The conference was run by the International Microelectronics Assembly & Packaging Society (IMAPS), the leading global community of microelectronics engineers, scientists, manufacturers, end-users and supply chain companies across the full spectrum of electronics applications.
The event was preceded by a one-day Workshop on RF Design and Test, which took place in the School of Electronic and Electrical Engineering. The workshop was delivered by Keysight Technologies and featured the very latest measurement techniques for microwave and millimetre-wave applications.
The Conference focused on emerging applications of Radio Frequency (RF) systems, including 5G communications, microwave domestic and industrial heating, aerospace and healthcare. Keynote speakers focussed on low-cost devices entering domestic markets and GaN devices for new compact high power sources. Klaus Werner, from the RF Energy Alliance, outlined the challenges that were being addressed in order to create an affordable domestic microwave oven with transistors instead of a magnetron.
RF components and systems present significant and unique challenges. Careful considerations over substrate, materials and processes are required in order to meet cost, power, thermal, signal integrity, operation and performance specifications. The speakers described a wide range of novel techniques at ever expanding frequency ranges, and RF packaging is becoming a hot topic as new wireless communications, heating and sensing applications reach the marketplace, putting increasing demands on design and packaging engineers.
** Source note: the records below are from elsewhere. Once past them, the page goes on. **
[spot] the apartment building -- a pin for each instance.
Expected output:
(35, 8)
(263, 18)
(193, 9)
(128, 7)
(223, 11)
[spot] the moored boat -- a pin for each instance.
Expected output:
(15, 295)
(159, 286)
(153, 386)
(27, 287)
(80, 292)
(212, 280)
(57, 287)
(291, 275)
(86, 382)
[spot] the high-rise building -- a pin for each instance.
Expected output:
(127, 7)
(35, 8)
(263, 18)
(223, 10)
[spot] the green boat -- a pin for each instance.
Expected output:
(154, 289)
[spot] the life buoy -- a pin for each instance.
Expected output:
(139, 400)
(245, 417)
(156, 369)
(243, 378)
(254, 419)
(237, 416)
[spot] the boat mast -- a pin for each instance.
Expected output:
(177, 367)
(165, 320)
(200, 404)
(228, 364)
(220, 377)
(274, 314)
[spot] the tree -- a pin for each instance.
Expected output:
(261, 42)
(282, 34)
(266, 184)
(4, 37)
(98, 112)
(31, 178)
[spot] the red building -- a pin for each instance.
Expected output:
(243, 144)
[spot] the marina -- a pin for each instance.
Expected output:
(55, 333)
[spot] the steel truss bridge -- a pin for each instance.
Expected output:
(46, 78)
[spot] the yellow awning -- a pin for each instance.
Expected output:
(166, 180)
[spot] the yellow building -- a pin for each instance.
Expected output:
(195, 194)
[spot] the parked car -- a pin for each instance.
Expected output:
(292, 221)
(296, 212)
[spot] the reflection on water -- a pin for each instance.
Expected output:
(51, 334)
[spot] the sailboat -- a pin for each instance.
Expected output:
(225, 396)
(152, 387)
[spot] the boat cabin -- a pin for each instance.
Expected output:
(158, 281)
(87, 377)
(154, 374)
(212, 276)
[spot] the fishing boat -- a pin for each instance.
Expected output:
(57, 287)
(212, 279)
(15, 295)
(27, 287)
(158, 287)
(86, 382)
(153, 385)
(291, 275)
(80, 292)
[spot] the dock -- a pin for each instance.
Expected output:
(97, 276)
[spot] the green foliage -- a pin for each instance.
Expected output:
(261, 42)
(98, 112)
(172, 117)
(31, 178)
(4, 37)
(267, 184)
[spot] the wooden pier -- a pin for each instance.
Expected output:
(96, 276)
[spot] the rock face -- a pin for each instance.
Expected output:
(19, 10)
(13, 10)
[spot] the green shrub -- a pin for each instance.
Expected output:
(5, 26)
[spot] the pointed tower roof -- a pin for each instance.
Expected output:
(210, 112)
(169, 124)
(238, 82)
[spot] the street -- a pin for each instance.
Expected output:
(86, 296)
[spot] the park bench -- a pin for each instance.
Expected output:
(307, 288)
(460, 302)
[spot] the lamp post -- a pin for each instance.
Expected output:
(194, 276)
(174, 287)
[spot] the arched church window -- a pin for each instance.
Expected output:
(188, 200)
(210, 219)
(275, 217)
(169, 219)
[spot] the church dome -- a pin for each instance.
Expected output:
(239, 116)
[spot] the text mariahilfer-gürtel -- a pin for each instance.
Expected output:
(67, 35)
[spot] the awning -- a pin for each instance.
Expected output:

Professor Ian Robertson, Head of the School of Electronic and Electrical Engineering, said: "This was a really exciting event bringing together the packaging and RF communities, networking together to develop new applications of RF and microwave systems. The sophistication of the technology on display in the exhibition was simply outstanding. Packaging technology is especially important to the RF community as we bring devices and components together from an unusually wide range of semiconductor and materials technologies."